Muitos católicos de espírito reformado ficaram irritados no ano passado, quando Francisco, no final de uma reunião mundial de bispos, anunciada como a reunião mais importante dos líderes da igreja em décadas, não agiu em sua recomendação mais inovadora: permitir que as mulheres assumissem postos de baixo nível no ministério como diáconos.

Francis, como todos os seus predecessores modernos, descartou consistentemente a ordenação de mulheres sacerdotes, argumentando que seria um rompimento muito violento com a tradição, já que as mulheres sempre foram barradas do sacerdócio. Mas muitos na reunião pensaram que Francis abraçaria a nomeação de mulheres como diáconos, que têm autoridade limitada para liderar os cultos, pois parecia haver precedentes históricos para isso. Nos primeiros séculos da igreja, sugerem historiadores, mulheres e homens serviram como diáconos.

Mas, no final, Francis adiou uma decisão, quase garantindo que a questão seria deixada para o próximo papa. Na linguagem tipicamente nebulosa usada por Francis em questões doutrinárias, Ele disse através de um porta -voz que, embora a igreja permaneça comprometida em expandir a autoridade das mulheres católicas, “a questão da diaconato feminina não é madura”.

Isso se encaixava em um padrão que Francisco seguiu ao longo de seu papado de oferecer pronunciamentos que mantiveram os católicos progressivos otimistas sobre as amplas reformas, mas não mudarem a doutrina de uma maneira que garantisse que sua agenda de mente reformada sobreviveria ao seu papado. Essa sequência cautelosa, embora inesperada entre os apoiadores, agora parece especialmente óbvia – absurdamente, muitos católicos concordariam – quando se trata do fracasso de Francisco em anular a proibição da igreja de controle de natalidade, imposta em uma encíclica papal em 1930.

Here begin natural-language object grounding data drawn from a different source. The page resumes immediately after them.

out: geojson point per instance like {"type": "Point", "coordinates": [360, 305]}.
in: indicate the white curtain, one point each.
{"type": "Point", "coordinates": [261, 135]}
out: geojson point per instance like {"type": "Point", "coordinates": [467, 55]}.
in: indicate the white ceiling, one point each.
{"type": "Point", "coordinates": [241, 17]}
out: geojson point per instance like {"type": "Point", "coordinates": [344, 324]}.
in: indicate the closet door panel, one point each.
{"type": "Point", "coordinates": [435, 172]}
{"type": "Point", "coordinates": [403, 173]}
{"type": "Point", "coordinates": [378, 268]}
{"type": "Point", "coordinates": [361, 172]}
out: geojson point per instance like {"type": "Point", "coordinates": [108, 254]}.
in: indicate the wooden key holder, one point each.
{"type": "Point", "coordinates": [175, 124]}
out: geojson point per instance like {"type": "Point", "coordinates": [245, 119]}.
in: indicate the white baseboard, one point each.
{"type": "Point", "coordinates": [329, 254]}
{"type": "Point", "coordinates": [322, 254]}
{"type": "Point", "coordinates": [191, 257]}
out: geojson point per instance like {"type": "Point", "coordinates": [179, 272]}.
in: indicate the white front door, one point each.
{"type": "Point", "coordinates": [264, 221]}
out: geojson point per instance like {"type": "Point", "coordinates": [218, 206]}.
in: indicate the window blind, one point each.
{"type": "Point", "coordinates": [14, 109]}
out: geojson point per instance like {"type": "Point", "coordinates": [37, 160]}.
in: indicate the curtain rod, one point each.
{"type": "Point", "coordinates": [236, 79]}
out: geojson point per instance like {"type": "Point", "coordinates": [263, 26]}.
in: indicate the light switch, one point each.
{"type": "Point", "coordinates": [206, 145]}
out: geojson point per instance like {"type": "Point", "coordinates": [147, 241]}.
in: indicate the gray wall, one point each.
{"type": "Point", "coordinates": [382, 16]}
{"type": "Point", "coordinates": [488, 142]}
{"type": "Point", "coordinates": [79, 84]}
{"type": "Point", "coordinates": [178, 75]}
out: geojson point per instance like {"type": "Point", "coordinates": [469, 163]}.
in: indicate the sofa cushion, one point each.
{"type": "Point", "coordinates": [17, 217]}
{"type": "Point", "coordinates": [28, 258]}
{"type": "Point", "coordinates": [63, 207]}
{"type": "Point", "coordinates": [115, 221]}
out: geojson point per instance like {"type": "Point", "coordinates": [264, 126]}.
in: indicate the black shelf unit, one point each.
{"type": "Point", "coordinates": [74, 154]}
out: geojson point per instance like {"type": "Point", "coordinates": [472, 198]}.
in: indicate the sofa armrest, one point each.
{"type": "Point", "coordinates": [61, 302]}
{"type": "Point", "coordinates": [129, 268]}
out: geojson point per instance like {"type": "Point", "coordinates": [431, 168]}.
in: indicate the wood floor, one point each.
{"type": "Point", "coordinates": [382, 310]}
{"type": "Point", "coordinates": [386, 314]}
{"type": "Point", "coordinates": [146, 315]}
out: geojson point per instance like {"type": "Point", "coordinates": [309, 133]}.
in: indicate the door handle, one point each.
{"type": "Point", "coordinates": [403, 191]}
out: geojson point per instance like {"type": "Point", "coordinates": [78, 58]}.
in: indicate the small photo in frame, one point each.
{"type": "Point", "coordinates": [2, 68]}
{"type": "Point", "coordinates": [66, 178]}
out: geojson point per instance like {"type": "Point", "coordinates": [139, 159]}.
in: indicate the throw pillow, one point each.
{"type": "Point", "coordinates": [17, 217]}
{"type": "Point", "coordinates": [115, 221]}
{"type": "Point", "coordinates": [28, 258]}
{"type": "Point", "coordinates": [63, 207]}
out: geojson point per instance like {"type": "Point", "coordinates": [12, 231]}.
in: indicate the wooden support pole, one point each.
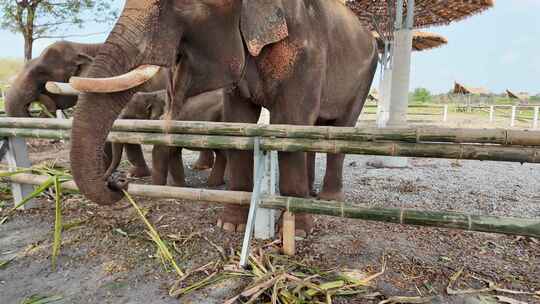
{"type": "Point", "coordinates": [445, 113]}
{"type": "Point", "coordinates": [289, 231]}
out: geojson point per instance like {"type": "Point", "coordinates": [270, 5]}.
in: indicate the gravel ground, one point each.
{"type": "Point", "coordinates": [420, 259]}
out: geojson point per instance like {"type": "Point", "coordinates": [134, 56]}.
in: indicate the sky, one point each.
{"type": "Point", "coordinates": [498, 49]}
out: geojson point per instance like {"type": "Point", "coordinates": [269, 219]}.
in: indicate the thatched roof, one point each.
{"type": "Point", "coordinates": [373, 96]}
{"type": "Point", "coordinates": [376, 13]}
{"type": "Point", "coordinates": [421, 41]}
{"type": "Point", "coordinates": [521, 95]}
{"type": "Point", "coordinates": [461, 89]}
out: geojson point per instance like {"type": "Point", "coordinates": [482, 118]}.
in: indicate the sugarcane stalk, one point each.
{"type": "Point", "coordinates": [411, 134]}
{"type": "Point", "coordinates": [443, 219]}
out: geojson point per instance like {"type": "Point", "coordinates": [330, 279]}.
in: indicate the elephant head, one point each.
{"type": "Point", "coordinates": [206, 39]}
{"type": "Point", "coordinates": [58, 62]}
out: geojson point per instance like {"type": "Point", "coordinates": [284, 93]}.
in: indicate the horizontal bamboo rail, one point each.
{"type": "Point", "coordinates": [494, 224]}
{"type": "Point", "coordinates": [388, 148]}
{"type": "Point", "coordinates": [410, 135]}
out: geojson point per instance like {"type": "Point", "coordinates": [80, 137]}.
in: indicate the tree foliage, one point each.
{"type": "Point", "coordinates": [36, 19]}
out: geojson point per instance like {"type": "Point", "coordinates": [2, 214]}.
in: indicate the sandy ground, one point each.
{"type": "Point", "coordinates": [108, 258]}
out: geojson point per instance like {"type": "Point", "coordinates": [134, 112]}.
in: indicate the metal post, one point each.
{"type": "Point", "coordinates": [266, 218]}
{"type": "Point", "coordinates": [535, 119]}
{"type": "Point", "coordinates": [401, 65]}
{"type": "Point", "coordinates": [17, 157]}
{"type": "Point", "coordinates": [513, 118]}
{"type": "Point", "coordinates": [258, 176]}
{"type": "Point", "coordinates": [445, 113]}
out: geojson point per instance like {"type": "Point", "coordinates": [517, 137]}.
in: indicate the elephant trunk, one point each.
{"type": "Point", "coordinates": [18, 100]}
{"type": "Point", "coordinates": [117, 149]}
{"type": "Point", "coordinates": [93, 119]}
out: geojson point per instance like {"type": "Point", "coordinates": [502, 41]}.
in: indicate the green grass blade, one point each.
{"type": "Point", "coordinates": [57, 222]}
{"type": "Point", "coordinates": [155, 236]}
{"type": "Point", "coordinates": [38, 191]}
{"type": "Point", "coordinates": [38, 299]}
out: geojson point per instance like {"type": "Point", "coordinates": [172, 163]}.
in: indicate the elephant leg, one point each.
{"type": "Point", "coordinates": [205, 161]}
{"type": "Point", "coordinates": [311, 172]}
{"type": "Point", "coordinates": [333, 179]}
{"type": "Point", "coordinates": [136, 158]}
{"type": "Point", "coordinates": [160, 164]}
{"type": "Point", "coordinates": [176, 167]}
{"type": "Point", "coordinates": [239, 163]}
{"type": "Point", "coordinates": [217, 174]}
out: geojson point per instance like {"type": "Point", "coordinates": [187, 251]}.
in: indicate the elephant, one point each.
{"type": "Point", "coordinates": [151, 105]}
{"type": "Point", "coordinates": [58, 62]}
{"type": "Point", "coordinates": [167, 161]}
{"type": "Point", "coordinates": [309, 62]}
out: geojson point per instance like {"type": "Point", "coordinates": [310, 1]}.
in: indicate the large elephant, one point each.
{"type": "Point", "coordinates": [167, 161]}
{"type": "Point", "coordinates": [310, 62]}
{"type": "Point", "coordinates": [151, 105]}
{"type": "Point", "coordinates": [58, 62]}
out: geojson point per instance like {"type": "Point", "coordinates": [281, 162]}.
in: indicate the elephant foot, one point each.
{"type": "Point", "coordinates": [204, 162]}
{"type": "Point", "coordinates": [332, 196]}
{"type": "Point", "coordinates": [214, 181]}
{"type": "Point", "coordinates": [139, 172]}
{"type": "Point", "coordinates": [117, 182]}
{"type": "Point", "coordinates": [303, 224]}
{"type": "Point", "coordinates": [233, 218]}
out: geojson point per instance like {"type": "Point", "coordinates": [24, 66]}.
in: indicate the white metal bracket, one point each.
{"type": "Point", "coordinates": [17, 157]}
{"type": "Point", "coordinates": [260, 222]}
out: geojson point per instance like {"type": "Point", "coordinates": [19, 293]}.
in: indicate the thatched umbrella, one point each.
{"type": "Point", "coordinates": [394, 20]}
{"type": "Point", "coordinates": [422, 41]}
{"type": "Point", "coordinates": [465, 90]}
{"type": "Point", "coordinates": [378, 14]}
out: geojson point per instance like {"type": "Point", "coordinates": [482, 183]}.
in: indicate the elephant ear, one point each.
{"type": "Point", "coordinates": [262, 23]}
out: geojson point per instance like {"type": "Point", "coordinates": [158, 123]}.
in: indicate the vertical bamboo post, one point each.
{"type": "Point", "coordinates": [445, 113]}
{"type": "Point", "coordinates": [289, 230]}
{"type": "Point", "coordinates": [535, 119]}
{"type": "Point", "coordinates": [513, 118]}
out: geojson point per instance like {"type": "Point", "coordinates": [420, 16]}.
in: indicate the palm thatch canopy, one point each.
{"type": "Point", "coordinates": [463, 90]}
{"type": "Point", "coordinates": [378, 13]}
{"type": "Point", "coordinates": [421, 41]}
{"type": "Point", "coordinates": [521, 96]}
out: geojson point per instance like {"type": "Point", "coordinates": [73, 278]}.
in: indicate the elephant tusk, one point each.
{"type": "Point", "coordinates": [61, 88]}
{"type": "Point", "coordinates": [119, 83]}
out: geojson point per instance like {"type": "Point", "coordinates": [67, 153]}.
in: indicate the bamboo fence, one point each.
{"type": "Point", "coordinates": [494, 224]}
{"type": "Point", "coordinates": [510, 153]}
{"type": "Point", "coordinates": [409, 135]}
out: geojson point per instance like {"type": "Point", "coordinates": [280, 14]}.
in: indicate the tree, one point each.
{"type": "Point", "coordinates": [37, 19]}
{"type": "Point", "coordinates": [421, 95]}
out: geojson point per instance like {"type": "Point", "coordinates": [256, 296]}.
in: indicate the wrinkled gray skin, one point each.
{"type": "Point", "coordinates": [58, 62]}
{"type": "Point", "coordinates": [168, 162]}
{"type": "Point", "coordinates": [151, 105]}
{"type": "Point", "coordinates": [309, 62]}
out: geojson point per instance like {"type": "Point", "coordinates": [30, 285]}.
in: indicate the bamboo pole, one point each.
{"type": "Point", "coordinates": [386, 148]}
{"type": "Point", "coordinates": [411, 135]}
{"type": "Point", "coordinates": [454, 220]}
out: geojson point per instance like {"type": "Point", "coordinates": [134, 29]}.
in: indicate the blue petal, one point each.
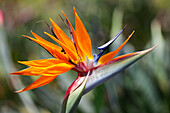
{"type": "Point", "coordinates": [105, 46]}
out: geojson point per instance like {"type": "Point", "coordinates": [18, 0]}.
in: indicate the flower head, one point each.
{"type": "Point", "coordinates": [74, 53]}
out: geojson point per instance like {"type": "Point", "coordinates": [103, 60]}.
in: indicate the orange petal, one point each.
{"type": "Point", "coordinates": [83, 38]}
{"type": "Point", "coordinates": [107, 57]}
{"type": "Point", "coordinates": [80, 53]}
{"type": "Point", "coordinates": [72, 55]}
{"type": "Point", "coordinates": [63, 37]}
{"type": "Point", "coordinates": [50, 70]}
{"type": "Point", "coordinates": [53, 49]}
{"type": "Point", "coordinates": [28, 71]}
{"type": "Point", "coordinates": [43, 80]}
{"type": "Point", "coordinates": [43, 62]}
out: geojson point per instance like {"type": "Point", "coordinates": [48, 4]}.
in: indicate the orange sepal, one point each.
{"type": "Point", "coordinates": [107, 57]}
{"type": "Point", "coordinates": [53, 49]}
{"type": "Point", "coordinates": [43, 62]}
{"type": "Point", "coordinates": [63, 37]}
{"type": "Point", "coordinates": [72, 55]}
{"type": "Point", "coordinates": [80, 53]}
{"type": "Point", "coordinates": [43, 80]}
{"type": "Point", "coordinates": [83, 38]}
{"type": "Point", "coordinates": [51, 69]}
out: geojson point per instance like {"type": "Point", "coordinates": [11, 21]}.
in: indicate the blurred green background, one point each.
{"type": "Point", "coordinates": [142, 88]}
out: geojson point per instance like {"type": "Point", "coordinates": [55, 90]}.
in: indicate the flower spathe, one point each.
{"type": "Point", "coordinates": [72, 54]}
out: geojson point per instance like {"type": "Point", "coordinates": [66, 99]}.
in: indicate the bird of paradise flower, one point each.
{"type": "Point", "coordinates": [75, 53]}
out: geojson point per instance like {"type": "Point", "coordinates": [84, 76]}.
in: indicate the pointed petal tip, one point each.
{"type": "Point", "coordinates": [148, 50]}
{"type": "Point", "coordinates": [19, 91]}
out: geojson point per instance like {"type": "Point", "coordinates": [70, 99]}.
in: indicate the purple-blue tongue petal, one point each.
{"type": "Point", "coordinates": [105, 46]}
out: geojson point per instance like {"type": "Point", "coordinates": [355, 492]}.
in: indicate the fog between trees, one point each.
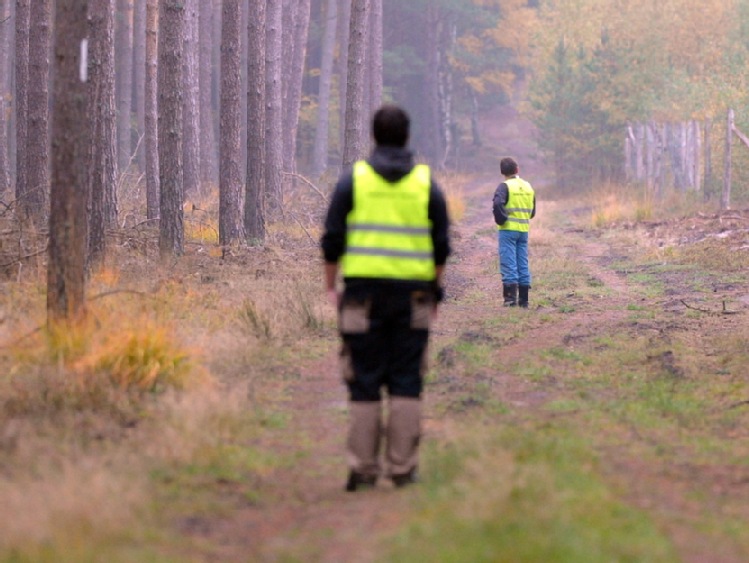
{"type": "Point", "coordinates": [188, 98]}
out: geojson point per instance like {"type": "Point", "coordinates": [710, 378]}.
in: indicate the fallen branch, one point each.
{"type": "Point", "coordinates": [309, 183]}
{"type": "Point", "coordinates": [725, 311]}
{"type": "Point", "coordinates": [739, 404]}
{"type": "Point", "coordinates": [23, 258]}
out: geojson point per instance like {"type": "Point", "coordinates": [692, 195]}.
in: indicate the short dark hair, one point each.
{"type": "Point", "coordinates": [508, 166]}
{"type": "Point", "coordinates": [390, 126]}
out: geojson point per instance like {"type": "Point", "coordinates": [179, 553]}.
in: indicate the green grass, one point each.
{"type": "Point", "coordinates": [525, 494]}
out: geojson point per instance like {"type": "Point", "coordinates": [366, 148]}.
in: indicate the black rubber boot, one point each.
{"type": "Point", "coordinates": [357, 481]}
{"type": "Point", "coordinates": [510, 291]}
{"type": "Point", "coordinates": [523, 295]}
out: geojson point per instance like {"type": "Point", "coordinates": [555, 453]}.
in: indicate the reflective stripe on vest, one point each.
{"type": "Point", "coordinates": [519, 205]}
{"type": "Point", "coordinates": [388, 231]}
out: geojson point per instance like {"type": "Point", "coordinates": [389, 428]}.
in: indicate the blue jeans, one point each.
{"type": "Point", "coordinates": [513, 257]}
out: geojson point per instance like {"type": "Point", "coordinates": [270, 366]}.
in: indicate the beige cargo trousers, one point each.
{"type": "Point", "coordinates": [384, 335]}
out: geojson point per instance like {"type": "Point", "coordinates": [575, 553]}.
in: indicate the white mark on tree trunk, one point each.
{"type": "Point", "coordinates": [84, 61]}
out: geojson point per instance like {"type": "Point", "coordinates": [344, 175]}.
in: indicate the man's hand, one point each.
{"type": "Point", "coordinates": [334, 297]}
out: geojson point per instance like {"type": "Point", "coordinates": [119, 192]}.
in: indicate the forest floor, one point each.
{"type": "Point", "coordinates": [311, 518]}
{"type": "Point", "coordinates": [631, 362]}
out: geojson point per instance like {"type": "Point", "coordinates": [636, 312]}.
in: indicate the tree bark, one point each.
{"type": "Point", "coordinates": [191, 111]}
{"type": "Point", "coordinates": [102, 111]}
{"type": "Point", "coordinates": [353, 147]}
{"type": "Point", "coordinates": [21, 103]}
{"type": "Point", "coordinates": [35, 205]}
{"type": "Point", "coordinates": [254, 201]}
{"type": "Point", "coordinates": [344, 24]}
{"type": "Point", "coordinates": [374, 55]}
{"type": "Point", "coordinates": [4, 82]}
{"type": "Point", "coordinates": [431, 134]}
{"type": "Point", "coordinates": [151, 131]}
{"type": "Point", "coordinates": [274, 103]}
{"type": "Point", "coordinates": [322, 129]}
{"type": "Point", "coordinates": [139, 79]}
{"type": "Point", "coordinates": [171, 81]}
{"type": "Point", "coordinates": [67, 240]}
{"type": "Point", "coordinates": [294, 98]}
{"type": "Point", "coordinates": [124, 77]}
{"type": "Point", "coordinates": [207, 137]}
{"type": "Point", "coordinates": [230, 227]}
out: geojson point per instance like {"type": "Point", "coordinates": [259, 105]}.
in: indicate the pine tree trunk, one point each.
{"type": "Point", "coordinates": [21, 102]}
{"type": "Point", "coordinates": [207, 137]}
{"type": "Point", "coordinates": [374, 55]}
{"type": "Point", "coordinates": [344, 32]}
{"type": "Point", "coordinates": [191, 111]}
{"type": "Point", "coordinates": [102, 111]}
{"type": "Point", "coordinates": [35, 205]}
{"type": "Point", "coordinates": [67, 236]}
{"type": "Point", "coordinates": [254, 203]}
{"type": "Point", "coordinates": [431, 135]}
{"type": "Point", "coordinates": [139, 78]}
{"type": "Point", "coordinates": [124, 77]}
{"type": "Point", "coordinates": [294, 98]}
{"type": "Point", "coordinates": [353, 146]}
{"type": "Point", "coordinates": [171, 81]}
{"type": "Point", "coordinates": [322, 130]}
{"type": "Point", "coordinates": [4, 82]}
{"type": "Point", "coordinates": [274, 103]}
{"type": "Point", "coordinates": [151, 131]}
{"type": "Point", "coordinates": [230, 227]}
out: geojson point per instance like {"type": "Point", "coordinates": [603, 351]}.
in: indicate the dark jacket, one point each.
{"type": "Point", "coordinates": [392, 163]}
{"type": "Point", "coordinates": [499, 202]}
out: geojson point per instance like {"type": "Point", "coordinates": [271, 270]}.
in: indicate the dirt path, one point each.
{"type": "Point", "coordinates": [304, 514]}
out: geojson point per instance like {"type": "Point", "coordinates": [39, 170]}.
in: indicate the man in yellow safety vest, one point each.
{"type": "Point", "coordinates": [514, 205]}
{"type": "Point", "coordinates": [386, 234]}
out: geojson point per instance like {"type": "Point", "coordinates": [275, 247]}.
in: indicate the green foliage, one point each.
{"type": "Point", "coordinates": [599, 65]}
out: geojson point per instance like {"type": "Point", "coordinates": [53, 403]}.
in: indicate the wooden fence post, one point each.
{"type": "Point", "coordinates": [725, 199]}
{"type": "Point", "coordinates": [708, 160]}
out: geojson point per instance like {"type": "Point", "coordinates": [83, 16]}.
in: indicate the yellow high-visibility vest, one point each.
{"type": "Point", "coordinates": [519, 205]}
{"type": "Point", "coordinates": [388, 231]}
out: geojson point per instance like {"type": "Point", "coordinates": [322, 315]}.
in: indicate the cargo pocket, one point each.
{"type": "Point", "coordinates": [422, 307]}
{"type": "Point", "coordinates": [345, 363]}
{"type": "Point", "coordinates": [354, 316]}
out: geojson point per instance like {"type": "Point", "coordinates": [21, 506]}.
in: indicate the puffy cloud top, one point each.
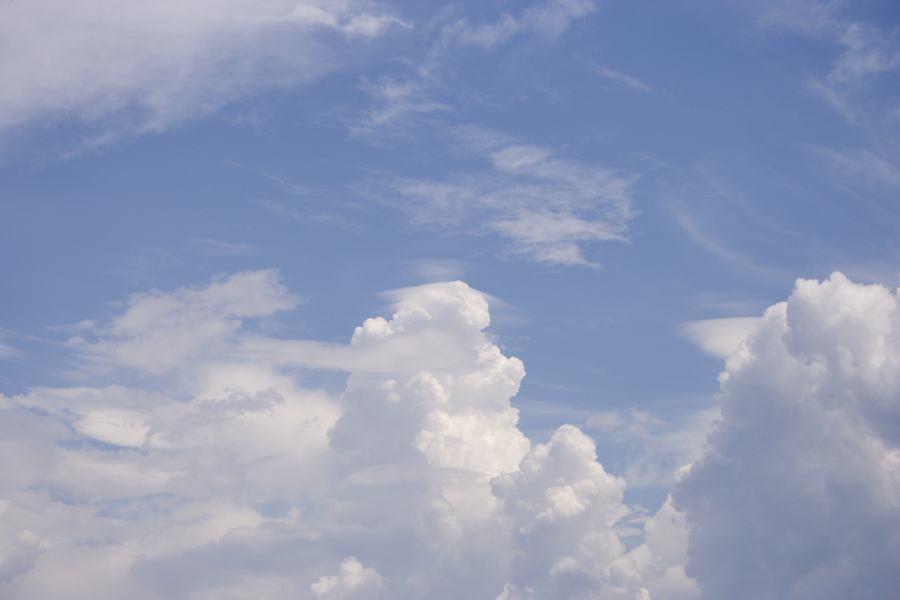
{"type": "Point", "coordinates": [799, 494]}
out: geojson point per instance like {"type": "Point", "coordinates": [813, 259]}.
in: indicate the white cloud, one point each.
{"type": "Point", "coordinates": [623, 79]}
{"type": "Point", "coordinates": [799, 494]}
{"type": "Point", "coordinates": [355, 582]}
{"type": "Point", "coordinates": [160, 331]}
{"type": "Point", "coordinates": [654, 448]}
{"type": "Point", "coordinates": [152, 65]}
{"type": "Point", "coordinates": [224, 478]}
{"type": "Point", "coordinates": [867, 54]}
{"type": "Point", "coordinates": [545, 207]}
{"type": "Point", "coordinates": [719, 337]}
{"type": "Point", "coordinates": [548, 20]}
{"type": "Point", "coordinates": [402, 101]}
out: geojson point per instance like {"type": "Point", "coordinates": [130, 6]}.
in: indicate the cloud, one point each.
{"type": "Point", "coordinates": [216, 474]}
{"type": "Point", "coordinates": [546, 208]}
{"type": "Point", "coordinates": [215, 247]}
{"type": "Point", "coordinates": [544, 19]}
{"type": "Point", "coordinates": [798, 495]}
{"type": "Point", "coordinates": [160, 331]}
{"type": "Point", "coordinates": [863, 164]}
{"type": "Point", "coordinates": [144, 67]}
{"type": "Point", "coordinates": [654, 448]}
{"type": "Point", "coordinates": [402, 101]}
{"type": "Point", "coordinates": [622, 79]}
{"type": "Point", "coordinates": [719, 337]}
{"type": "Point", "coordinates": [354, 582]}
{"type": "Point", "coordinates": [867, 53]}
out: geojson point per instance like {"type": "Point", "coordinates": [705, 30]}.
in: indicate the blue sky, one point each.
{"type": "Point", "coordinates": [613, 175]}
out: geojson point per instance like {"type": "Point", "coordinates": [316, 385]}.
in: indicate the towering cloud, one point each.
{"type": "Point", "coordinates": [799, 494]}
{"type": "Point", "coordinates": [222, 477]}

Em 1962, o Papa João XXIII, o arquiteto reformado do Conselho do Segundo Vaticano, criou uma comissão que quatro anos depois votou esmagadoramente para permitir o controle da natalidade. O painel incluía alguns dos bispos mais respeitados da igreja e os teólogos celebrados. Mas o sucessor de John, Paulo VI, rejeitou o relatório do painel em um decreto de 1968 que ostentavam milhões de católicos, além de grande parte da liderança da igreja. Mais de meio século depois, Francis, como todos os sucessores de Paulo, manteve a proibição no lugar, embora seja amplamente ignorado.